The furniture police (I actually have never met one) are not the only inhibitors. Most of the challenge is from recalcitrant team members not wanting to leave the comfort of their little spot in the office. "Oh, where am I going to put my pictures?" "What if the school calls?" (I'll address the abject terror of pair programming later.) Tom Allen of MIT's Sloan School cites a key success factor for getting the team to work in the room in his book Managing the Flow of Technology: Get the manager to move in with the team! So I tend to focus on the manager, and the rest of the team becomes a bit less reluctant.
So why bother? Is it really worth all the effort? Yes!
I recently saw a statistic that indicated that a collocated team gets a 15% productivity boost by doing nothing other than sitting together.

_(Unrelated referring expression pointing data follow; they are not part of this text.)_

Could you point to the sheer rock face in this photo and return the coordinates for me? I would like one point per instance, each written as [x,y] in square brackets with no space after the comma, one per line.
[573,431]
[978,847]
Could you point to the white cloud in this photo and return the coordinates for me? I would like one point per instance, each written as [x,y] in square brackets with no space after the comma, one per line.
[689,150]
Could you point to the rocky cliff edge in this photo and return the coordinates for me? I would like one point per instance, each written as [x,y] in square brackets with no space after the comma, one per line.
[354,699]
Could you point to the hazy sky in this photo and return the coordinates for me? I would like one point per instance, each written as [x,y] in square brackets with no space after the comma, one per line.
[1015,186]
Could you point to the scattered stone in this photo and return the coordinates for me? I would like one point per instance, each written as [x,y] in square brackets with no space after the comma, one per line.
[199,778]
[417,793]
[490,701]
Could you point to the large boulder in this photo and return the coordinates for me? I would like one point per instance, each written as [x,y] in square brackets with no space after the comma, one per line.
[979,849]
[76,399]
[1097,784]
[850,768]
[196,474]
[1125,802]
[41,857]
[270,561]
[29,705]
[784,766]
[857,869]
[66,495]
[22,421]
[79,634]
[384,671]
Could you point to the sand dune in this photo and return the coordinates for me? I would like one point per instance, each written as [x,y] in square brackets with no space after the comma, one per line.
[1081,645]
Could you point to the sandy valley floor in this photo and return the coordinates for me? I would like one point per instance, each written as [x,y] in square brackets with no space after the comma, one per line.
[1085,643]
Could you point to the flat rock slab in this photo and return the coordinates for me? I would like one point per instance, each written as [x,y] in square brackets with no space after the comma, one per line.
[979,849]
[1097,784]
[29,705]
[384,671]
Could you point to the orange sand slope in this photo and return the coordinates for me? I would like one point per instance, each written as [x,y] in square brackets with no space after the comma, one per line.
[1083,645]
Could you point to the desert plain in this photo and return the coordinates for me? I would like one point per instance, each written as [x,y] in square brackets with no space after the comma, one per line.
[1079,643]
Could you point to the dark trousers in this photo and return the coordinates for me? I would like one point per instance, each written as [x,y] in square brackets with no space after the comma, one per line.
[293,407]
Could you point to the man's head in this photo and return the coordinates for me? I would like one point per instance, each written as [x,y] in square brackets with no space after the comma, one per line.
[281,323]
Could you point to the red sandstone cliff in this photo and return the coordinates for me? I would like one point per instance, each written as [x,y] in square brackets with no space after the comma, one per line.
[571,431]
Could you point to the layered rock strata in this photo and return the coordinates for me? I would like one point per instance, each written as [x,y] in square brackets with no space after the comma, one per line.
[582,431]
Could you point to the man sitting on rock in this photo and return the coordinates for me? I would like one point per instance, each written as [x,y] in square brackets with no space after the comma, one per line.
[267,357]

That certainly echoes my experiences, and is not surprising. Consider what Tom Allen says: There are three reasons people talk to each other.
- They have common interests,
- They work for the same manager, and
- The chance that you and I talk varies inversely by the square of distances between our chairs. (Tom Allen got tenure for this one; he was formerly an aerospace engineer for Boeing.)

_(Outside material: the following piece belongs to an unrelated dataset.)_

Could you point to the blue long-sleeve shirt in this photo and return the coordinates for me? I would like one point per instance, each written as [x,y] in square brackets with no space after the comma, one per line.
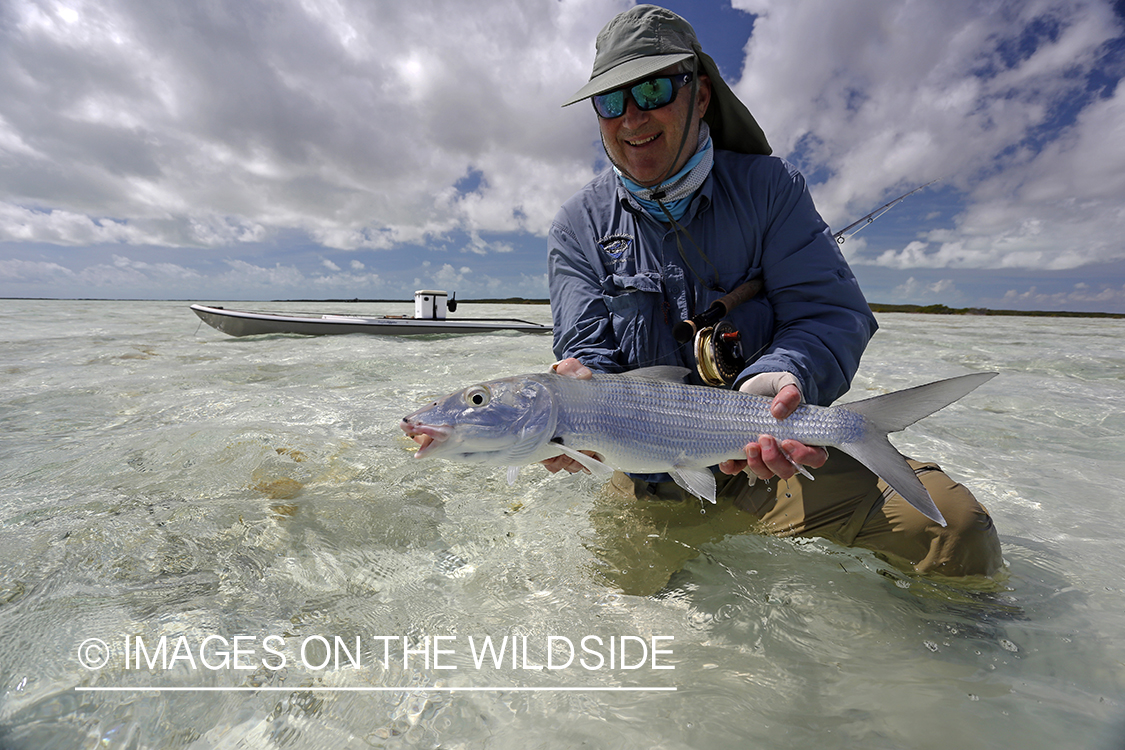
[619,282]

In layman's terms, the last point means that if I double the distance between our chairs, there communication will be reduced by a factor of four. If I double the distance again, the chance of communicating drops by a factor of sixteen. Tom also measured the "intellectual distance" created by a staircase or elevator: 100 yards. Now square that. If the team you work with is on the next floor with a staircase or elevator separating you, you might as well put the team on the other side of the globe. The distance impact is huge.
So taking Tom's rules in mind, how do you manage this situation? The first factor, common interests, you have no control over as a manager no matter how many lunches or recognition events you schedule. Mark that one off.
With the other two, you can play around. A bad solution: Sitting a department that works for the same manager together. Yes, the department will communicate, but they will also point fingers at all the other "idiots" in groups they need to work with, whether it be customers, sponsors, or colleagues that carry a different job title. Yet overwhelmingly, that is what I see.
With Agile teams, I want to rip the team members from their department caves and place them together. They will still talk to their colleagues back in the cave -- that's Tom's second rule. But now they are sitting beside those previously labeled "idiots", and are discovering that they are not so stupid after all.
There are even more benefits I will get into later. But for now:
Collocation is key to successful communication, and communication is critical to Agile success. So I encourage you to persuade, plea, or even bully your management into creating collocation space.